Below is an example configuration hash passed for an example Article
model, which has a collection of Tag
objects. In this example, we've chosen to only automatically index the fields, sometimes necessary when an AR object needs to have reload
called on it to make sure associations are up to date. Include as many or as few options as you need.
{
fields: [:title, :subtitle, :content],
associations: {
tags: lambda {|object| object.tags.collect{|tag| tag.name}.join(', ')}
},
index_on_create: [:fields],
index_on_update: [:fields]
}
Now let's see some examples in the models:
class Post < ActiveRecord::Base
has_reverse_index
end
class Article < ActiveRecord::Base
has_reverse_index({
fields: [:title, :content]
})
end
class Article < ActiveRecord::Base
has_many :article_tags
has_many :tags, :through => :article_tags
has_reverse_index({
fields: [:title, :content],
associations: {
tags: lambda {|object| object.tags.collect{|tag| tag.name}.join(', ')}
}
})
end
At this point, ARIndexer will build and maintain a reverse index for each record under these models. If you need to reindex the object at any time, the instance methods index_object
, index_fields
, and index_associations
are added to all ActiveRecord objects with has_reverse_index
declared.
###Searching###
ARIndexer also provides a simple search class for finding records by text search. To initialize an instance of this class, just pass it an array of ActiveRecord models it needs to search.
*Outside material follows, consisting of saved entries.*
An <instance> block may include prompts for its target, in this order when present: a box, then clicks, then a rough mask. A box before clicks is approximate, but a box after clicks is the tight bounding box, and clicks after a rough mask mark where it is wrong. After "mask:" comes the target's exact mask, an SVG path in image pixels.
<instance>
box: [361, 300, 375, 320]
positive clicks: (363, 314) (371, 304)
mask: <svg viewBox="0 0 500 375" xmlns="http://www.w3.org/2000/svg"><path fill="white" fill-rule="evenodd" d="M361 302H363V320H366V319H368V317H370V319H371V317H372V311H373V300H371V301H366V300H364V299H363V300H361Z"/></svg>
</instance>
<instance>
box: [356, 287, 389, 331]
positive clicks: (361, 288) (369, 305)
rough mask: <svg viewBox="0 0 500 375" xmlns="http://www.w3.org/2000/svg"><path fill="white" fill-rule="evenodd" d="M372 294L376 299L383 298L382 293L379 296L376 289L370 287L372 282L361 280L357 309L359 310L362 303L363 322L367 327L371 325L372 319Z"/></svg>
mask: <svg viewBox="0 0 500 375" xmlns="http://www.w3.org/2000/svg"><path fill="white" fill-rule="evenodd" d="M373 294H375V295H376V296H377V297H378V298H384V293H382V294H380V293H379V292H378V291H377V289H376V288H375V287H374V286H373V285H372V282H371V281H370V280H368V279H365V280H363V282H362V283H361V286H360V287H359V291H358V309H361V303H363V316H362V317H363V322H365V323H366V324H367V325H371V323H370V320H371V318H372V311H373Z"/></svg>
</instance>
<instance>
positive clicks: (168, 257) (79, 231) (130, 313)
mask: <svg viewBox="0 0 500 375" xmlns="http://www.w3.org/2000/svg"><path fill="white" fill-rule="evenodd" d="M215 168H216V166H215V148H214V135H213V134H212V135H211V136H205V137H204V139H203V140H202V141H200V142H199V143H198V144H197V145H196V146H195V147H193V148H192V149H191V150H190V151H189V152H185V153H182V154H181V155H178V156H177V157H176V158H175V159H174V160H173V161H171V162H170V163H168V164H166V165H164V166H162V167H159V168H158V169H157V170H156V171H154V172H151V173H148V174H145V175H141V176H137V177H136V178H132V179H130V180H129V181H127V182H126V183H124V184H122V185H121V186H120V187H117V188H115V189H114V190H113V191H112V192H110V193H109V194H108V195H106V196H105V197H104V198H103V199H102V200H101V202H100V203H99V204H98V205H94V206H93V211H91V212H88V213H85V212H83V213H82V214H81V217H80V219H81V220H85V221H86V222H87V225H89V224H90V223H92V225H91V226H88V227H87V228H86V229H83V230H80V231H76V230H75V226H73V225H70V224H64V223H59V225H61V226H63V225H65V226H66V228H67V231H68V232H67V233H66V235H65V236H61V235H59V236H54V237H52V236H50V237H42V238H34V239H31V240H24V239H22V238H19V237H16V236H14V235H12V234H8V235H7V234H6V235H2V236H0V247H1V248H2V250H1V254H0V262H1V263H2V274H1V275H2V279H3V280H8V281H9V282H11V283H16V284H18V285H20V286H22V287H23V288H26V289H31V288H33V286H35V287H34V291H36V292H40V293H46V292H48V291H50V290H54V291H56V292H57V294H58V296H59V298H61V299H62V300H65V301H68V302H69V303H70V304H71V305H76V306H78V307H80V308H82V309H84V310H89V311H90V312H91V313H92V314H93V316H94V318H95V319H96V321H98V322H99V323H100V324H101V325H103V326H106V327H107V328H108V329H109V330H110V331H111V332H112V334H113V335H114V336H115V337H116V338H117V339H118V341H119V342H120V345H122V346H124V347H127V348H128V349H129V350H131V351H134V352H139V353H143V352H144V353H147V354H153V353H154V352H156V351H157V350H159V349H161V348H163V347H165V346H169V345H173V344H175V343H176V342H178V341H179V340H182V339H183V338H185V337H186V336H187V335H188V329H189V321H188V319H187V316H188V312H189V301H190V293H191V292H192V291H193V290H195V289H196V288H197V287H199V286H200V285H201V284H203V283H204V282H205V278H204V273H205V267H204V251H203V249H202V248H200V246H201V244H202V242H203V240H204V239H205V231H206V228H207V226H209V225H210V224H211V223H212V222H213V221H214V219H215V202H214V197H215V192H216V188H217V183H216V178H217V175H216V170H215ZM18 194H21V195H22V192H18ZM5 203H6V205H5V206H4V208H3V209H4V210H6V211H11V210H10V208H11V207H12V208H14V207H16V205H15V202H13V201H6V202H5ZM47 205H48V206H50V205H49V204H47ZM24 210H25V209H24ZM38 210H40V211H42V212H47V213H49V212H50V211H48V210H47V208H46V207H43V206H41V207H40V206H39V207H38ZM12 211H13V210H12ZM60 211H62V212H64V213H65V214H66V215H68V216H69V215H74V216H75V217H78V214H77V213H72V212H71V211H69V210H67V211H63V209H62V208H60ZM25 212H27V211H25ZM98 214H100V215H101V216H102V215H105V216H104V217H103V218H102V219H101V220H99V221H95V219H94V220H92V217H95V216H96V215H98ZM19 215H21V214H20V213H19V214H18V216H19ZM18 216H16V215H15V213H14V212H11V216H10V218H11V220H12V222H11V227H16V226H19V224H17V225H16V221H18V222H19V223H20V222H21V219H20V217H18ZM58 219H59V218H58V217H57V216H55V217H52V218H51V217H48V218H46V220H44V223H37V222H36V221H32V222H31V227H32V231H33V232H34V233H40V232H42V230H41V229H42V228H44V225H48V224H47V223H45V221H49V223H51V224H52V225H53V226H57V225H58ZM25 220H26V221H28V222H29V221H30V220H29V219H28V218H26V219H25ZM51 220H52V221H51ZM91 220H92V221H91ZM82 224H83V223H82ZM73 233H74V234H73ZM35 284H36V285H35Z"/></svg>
foo = IndexSearch.new([Article])
# Or search multiple models
# foo = IndexSearch.new([Article, List])
You can also pass an options hash to specify what fields should be searched, how the results should be sorted, a message for displaying if there are no results, etc. The default options hash is displayed below:
@options = {
:fields => [],
# If left as an empty array, will search all fields for the given model
:match => :any,
# :any will expand your search string and find results that match any keyword
# :all will only return results that have as many keyword matches as words in the search string
:sort => :relevance,
# :relevance will sort by number of keyword matches
# :field allows you to specify a field to sort by
:sort_method => nil,
# Allows for a lambda by which to access a sortable value.
# Pass a proc that takes the AR object to access a sortable value
# Pass the symbol of the field name you want to access to just pull the field value
:sort_direction => :desc,
# Sort order, default is DESC so that the most relevant results will be returned first
:stopwords => [],
# An array of words that should not be used in the search.
# ar_indexer has an internal array of basic stopwords, and these will be added to it
:no_results_message => 'No results were returned for the given search term.'
# A stored message that can be returned if there are no results returned
}
foo = IndexSearch.new([Article],
{
:fields => [:title],
:match => :all,
:sort => :field,
:sort_direction => :asc,
:no_results_message => "Hey man, there's nothing there."
}
)
And now you're ready to search against the index that's been built.
foo.search('some search string')
foo.search
will return an array of ActiveRecord objects ordered by the number of matched terms within your search string. If no objects matched your search string, an emtpy array is returned. If no results are returned, you can request the :no_results_message
results = foo.run_search('some search string')
unless results.empty?
# Do stuff with your results
else
puts foo.no_results_message #=> Hey man, there's nothing there.